Combining large language models with traditional methods improves accuracy in identifying early signs of cognitive decline, offering new hope for early diagnosis.
Study: Improving early detection of cognitive decline in the elderly: a comparative study using large language models in clinical notes. Image credits: MarutStudio/Shutterstock.com
A recent study in eBioMedicine evaluated the effectiveness of large language models (LLMs) in identifying signs of cognitive decline in electronic health records (EHRs).
Background
Alzheimer’s disease and related dementias affect millions of people, reducing their quality of life and incurring financial and emotional costs. Early identification of cognitive decline can lead to more effective therapy and a higher level of care.
LLMs have shown encouraging results in several healthcare domains and clinical language processing tasks, including information extraction, entity recognition, and question answering. However, its effectiveness in detecting specific clinical disorders, such as cognitive decline, using electronic health information is questionable.
Few studies have evaluated EHR data using LLMs on Health Insurance Portability and Accountability Act (HIPAA) compliant cloud computing systems. Minimal research has compared large language models to traditional artificial intelligence (AI)-based approaches such as machine learning and deep learning. This type of research can influence model enlargement techniques.
About the study
In the current study, researchers examined the early detection of progressive cognitive decline using large language models and EHR data. They also compared the performance of large language models with conventional models trained with domain-specific data.
The researchers analyzed proprietary and open-source LLMs at Mass General Brigham in Boston. They studied medical notes from four years before the 2019 diagnosis of mild cognitive impairment (MCI) in individuals aged ≥50 years.
The International Classification of Diseases, Tenth Revision, Clinical Modification (ICD-10-CM) defined MCI. The team ruled out transient, reversible and recovering cases of cognitive decline.
HIPAA compliant cloud computing systems enable GPT-4 (proprietary) and Llama 2 (open-source) designations.

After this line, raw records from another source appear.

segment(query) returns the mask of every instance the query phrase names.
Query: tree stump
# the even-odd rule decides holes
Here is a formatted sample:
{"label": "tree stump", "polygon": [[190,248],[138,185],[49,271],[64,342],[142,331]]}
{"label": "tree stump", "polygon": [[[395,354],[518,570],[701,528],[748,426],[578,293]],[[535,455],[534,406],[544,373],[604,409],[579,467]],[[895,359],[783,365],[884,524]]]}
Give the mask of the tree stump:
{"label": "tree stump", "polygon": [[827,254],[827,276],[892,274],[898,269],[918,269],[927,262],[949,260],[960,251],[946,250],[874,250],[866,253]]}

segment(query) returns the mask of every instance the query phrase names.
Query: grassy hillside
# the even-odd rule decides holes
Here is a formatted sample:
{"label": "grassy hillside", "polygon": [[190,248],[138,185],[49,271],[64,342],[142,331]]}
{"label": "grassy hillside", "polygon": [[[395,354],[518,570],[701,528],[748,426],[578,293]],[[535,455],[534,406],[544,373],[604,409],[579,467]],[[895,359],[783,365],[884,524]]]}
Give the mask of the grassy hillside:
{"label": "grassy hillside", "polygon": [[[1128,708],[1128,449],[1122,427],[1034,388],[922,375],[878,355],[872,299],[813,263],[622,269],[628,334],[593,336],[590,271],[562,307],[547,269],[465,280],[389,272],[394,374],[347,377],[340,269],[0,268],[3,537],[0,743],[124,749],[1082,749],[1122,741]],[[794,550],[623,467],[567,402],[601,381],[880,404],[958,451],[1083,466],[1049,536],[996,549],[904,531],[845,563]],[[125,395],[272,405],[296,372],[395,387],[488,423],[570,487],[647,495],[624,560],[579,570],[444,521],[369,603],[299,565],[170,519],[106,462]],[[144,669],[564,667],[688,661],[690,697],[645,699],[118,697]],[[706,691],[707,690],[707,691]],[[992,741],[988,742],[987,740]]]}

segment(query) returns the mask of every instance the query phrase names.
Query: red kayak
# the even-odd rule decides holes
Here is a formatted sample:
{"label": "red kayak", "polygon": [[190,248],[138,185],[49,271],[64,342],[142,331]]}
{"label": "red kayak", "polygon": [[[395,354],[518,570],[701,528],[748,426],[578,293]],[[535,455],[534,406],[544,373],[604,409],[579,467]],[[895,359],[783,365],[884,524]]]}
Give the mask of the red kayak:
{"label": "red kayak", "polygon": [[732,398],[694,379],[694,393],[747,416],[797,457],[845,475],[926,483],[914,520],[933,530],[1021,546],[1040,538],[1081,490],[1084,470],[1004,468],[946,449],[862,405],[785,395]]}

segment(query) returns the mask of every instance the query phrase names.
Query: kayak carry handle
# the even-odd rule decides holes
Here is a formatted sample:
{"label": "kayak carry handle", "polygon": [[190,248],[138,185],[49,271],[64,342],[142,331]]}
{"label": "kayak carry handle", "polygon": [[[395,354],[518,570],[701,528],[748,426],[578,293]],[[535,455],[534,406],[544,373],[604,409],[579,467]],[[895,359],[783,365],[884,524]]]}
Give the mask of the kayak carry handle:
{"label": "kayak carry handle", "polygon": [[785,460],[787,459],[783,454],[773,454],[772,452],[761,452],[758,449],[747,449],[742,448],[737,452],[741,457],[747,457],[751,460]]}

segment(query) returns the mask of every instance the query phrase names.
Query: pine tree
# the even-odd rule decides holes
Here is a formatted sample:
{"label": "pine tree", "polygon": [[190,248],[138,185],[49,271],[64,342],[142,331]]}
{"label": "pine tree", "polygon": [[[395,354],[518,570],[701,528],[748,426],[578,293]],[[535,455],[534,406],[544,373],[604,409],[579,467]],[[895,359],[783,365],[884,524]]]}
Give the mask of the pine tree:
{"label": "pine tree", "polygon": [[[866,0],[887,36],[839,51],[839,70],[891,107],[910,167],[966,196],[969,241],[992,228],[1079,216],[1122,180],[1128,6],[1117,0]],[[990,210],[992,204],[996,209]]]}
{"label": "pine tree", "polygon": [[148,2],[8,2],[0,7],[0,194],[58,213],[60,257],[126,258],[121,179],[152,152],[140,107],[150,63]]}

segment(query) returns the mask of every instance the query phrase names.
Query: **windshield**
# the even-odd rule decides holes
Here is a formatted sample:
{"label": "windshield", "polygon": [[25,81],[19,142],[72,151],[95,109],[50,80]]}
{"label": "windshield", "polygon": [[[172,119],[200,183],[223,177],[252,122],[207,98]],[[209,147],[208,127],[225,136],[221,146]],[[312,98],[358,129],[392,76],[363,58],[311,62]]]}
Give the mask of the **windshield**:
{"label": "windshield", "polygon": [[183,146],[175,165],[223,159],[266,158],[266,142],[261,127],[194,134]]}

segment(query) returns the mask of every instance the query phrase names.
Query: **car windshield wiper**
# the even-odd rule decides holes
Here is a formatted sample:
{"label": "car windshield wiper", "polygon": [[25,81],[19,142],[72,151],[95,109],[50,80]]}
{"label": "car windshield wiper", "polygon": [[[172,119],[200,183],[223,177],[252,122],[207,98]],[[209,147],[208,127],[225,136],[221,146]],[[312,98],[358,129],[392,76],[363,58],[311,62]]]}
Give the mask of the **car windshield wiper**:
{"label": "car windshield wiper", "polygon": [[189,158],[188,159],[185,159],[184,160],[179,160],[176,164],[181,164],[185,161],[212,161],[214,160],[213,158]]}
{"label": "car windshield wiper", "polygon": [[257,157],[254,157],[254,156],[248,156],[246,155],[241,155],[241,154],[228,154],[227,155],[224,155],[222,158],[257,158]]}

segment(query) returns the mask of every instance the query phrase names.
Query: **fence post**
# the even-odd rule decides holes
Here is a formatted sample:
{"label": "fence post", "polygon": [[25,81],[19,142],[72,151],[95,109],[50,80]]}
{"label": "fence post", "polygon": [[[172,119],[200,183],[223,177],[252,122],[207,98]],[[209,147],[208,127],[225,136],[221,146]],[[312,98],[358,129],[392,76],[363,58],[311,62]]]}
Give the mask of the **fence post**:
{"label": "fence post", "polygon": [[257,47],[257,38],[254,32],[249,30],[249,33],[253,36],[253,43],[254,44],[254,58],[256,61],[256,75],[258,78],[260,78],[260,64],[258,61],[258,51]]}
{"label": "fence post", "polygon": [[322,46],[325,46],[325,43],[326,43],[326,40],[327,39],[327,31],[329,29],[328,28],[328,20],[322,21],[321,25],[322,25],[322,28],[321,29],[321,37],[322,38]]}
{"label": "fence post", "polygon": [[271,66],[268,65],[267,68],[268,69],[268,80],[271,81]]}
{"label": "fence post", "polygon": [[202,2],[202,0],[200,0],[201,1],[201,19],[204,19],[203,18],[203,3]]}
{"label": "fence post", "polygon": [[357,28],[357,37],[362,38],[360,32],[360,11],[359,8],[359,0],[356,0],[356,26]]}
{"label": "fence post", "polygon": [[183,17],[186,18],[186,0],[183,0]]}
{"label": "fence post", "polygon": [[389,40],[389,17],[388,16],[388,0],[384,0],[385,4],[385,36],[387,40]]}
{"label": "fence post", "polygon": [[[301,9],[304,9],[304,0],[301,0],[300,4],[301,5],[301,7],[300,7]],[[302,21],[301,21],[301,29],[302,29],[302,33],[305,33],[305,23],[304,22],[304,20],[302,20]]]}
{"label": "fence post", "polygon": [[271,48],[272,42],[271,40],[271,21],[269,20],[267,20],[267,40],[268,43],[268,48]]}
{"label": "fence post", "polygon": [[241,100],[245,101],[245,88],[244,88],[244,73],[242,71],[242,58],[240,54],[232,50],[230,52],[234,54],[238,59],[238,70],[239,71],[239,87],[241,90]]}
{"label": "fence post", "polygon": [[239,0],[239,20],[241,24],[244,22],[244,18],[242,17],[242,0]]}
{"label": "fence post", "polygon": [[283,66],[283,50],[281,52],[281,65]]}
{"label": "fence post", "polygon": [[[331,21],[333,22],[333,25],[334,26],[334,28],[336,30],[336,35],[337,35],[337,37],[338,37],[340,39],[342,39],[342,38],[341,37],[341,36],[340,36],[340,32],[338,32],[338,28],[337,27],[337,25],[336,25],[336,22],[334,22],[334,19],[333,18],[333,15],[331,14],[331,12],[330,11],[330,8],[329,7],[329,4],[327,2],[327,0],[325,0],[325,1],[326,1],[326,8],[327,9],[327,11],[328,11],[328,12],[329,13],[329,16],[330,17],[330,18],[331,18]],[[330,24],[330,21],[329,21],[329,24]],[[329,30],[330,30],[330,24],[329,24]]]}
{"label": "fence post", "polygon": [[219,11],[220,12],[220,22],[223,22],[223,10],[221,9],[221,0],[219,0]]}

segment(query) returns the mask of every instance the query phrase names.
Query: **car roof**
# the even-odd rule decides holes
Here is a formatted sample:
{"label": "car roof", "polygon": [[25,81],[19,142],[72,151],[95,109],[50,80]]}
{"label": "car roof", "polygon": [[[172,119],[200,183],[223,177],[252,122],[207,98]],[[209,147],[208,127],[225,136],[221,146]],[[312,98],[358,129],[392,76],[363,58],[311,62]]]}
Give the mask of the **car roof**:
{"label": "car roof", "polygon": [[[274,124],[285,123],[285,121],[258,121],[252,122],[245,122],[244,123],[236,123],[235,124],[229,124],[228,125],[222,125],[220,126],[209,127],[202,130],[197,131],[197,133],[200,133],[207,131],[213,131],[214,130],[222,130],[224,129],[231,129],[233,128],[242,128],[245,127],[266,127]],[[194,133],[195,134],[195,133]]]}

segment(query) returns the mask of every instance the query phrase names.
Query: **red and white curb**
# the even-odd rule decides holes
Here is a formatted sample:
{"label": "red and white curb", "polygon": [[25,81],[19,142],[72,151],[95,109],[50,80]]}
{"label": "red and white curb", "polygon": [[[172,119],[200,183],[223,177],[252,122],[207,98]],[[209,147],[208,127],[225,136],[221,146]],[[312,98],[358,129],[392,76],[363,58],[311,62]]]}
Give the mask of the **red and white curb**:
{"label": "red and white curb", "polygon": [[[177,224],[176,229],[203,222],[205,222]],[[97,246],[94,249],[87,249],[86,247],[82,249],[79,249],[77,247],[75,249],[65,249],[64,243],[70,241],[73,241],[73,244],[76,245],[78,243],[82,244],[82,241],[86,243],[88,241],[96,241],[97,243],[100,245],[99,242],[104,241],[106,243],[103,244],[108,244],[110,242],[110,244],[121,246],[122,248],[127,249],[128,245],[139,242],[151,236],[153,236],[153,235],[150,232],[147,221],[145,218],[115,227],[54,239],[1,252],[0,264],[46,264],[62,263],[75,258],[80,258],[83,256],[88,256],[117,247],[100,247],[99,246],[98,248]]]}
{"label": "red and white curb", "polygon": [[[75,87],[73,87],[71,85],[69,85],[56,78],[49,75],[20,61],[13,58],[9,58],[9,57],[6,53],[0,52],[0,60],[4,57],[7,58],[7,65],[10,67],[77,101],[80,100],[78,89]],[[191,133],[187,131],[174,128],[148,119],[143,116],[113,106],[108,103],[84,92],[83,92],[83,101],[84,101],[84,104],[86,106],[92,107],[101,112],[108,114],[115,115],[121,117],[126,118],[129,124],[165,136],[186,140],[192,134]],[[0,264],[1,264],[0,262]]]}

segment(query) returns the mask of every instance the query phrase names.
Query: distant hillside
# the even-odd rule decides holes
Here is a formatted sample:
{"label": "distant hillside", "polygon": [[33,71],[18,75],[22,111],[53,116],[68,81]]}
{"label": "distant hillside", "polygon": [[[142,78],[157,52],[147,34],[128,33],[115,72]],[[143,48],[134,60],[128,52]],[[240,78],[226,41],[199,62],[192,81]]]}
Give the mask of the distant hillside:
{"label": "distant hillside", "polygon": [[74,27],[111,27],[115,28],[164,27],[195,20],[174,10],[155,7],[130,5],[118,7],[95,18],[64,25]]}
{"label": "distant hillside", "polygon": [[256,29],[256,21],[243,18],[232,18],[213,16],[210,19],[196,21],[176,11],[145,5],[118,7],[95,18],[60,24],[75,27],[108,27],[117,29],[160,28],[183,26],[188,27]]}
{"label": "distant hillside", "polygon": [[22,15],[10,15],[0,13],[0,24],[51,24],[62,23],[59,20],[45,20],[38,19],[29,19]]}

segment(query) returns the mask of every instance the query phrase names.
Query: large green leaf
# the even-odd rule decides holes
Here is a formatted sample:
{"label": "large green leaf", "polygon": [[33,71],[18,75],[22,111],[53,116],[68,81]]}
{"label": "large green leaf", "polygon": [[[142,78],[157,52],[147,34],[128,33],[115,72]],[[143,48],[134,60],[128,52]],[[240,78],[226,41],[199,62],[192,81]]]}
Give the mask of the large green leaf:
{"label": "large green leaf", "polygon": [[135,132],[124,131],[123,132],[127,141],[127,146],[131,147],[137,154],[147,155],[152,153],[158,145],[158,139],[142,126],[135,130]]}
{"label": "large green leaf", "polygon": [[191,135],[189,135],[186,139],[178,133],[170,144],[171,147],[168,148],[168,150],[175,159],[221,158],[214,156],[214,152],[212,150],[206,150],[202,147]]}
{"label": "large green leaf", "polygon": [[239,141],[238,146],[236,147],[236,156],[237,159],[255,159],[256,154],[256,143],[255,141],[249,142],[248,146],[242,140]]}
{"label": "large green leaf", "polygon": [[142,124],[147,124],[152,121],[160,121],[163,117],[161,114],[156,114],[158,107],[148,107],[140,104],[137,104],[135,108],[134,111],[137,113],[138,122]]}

Prompt augmentation methods such as error analysis instructions, retrieval augmented generation (RAG), and hard prompting enabled the development of LLM. Hard cue selections include random, targeted, and K-means clustering assisted selections.
Basic study models include XGBoost and attention-based deep neural networks (DNN). The DNN framework included bidirectional long-short-term memory (LSTM) networks. Based on the performance, researchers selected the best LLM-based approach.
They constructed an ensemble of three models based on majority voting. They used confusion matrix scores to evaluate the model’s performance. The team used an intuitive manual template design method to refine the task descriptions. Additional task guidance improved LLM reasoning.
Results
The study dataset consisted of 4,949 sections of clinical notes from 1,969 individuals, 53% of whom were women with a mean age of 76 years. Cognitive function keywords filtered the notes to develop study models. The test dataset without keyword filtering included 1,996 sections of clinical notes from 1,161 individuals, 53% of whom were female with a mean age of 77 years.
The team found GPT-4 to be more accurate and efficient than Llama 2. However, GPT-4 could not outperform conventional models trained with domain-specific and local EHR data. The error profiles of large language models trained using general domains, machine learning, or deep learning were quite different; putting them together into an ensemble improved the performance dramatically.
The ensemble study model achieved 90% accuracy, 94% recall, and 92% F1 score, outperforming all individual study models across all performance metrics with statistically significant results.
Strikingly, compared to the most accurate individual model, the ensemble study increased accuracy from less than 80% to more than 90%. Error analysis showed that at least one model incorrectly predicted 63 samples.
However, in all models there were only two cases of mutual errors (3.20%). The findings highlighted the diversity in error profiles between the models. The dynamic RAG method with five-shot prompts and error-based instructions produced the best results.
GPT-4 highlighted dementia therapy options such as Aricept and donepezil. It also detected diagnoses such as mild neurocognitive disorders, severe neurocognitive disorders and vascular dementia better than previous models. GPT-4 focused on the emotional and psychological consequences of cognitive problems, such as anxiety, which are often ignored by other models.
Unlike conventional models, GPT-4 can process ambiguous sentences and analyze sophisticated information without confusing negations and contextual factors. However, GPT-4 can occasionally overinterpret or be overly cautious, ignoring the underlying reasons for clinical events. Both GPT-4 and attention-based DNNs sometimes misinterpret clinical test results.
Conclusions
Based on the study results, large language models and traditional AI models trained on electronic health records had different error profiles. Combining three models in the ensemble study model improved the diagnostic performance.
The study results indicate that LLMs trained in general domains require additional development to improve clinical decision making. Future studies should combine LLMs with more localized models, using medical information and domain expertise to improve model performance for specific tasks and experiment with triggering and tuning tactics.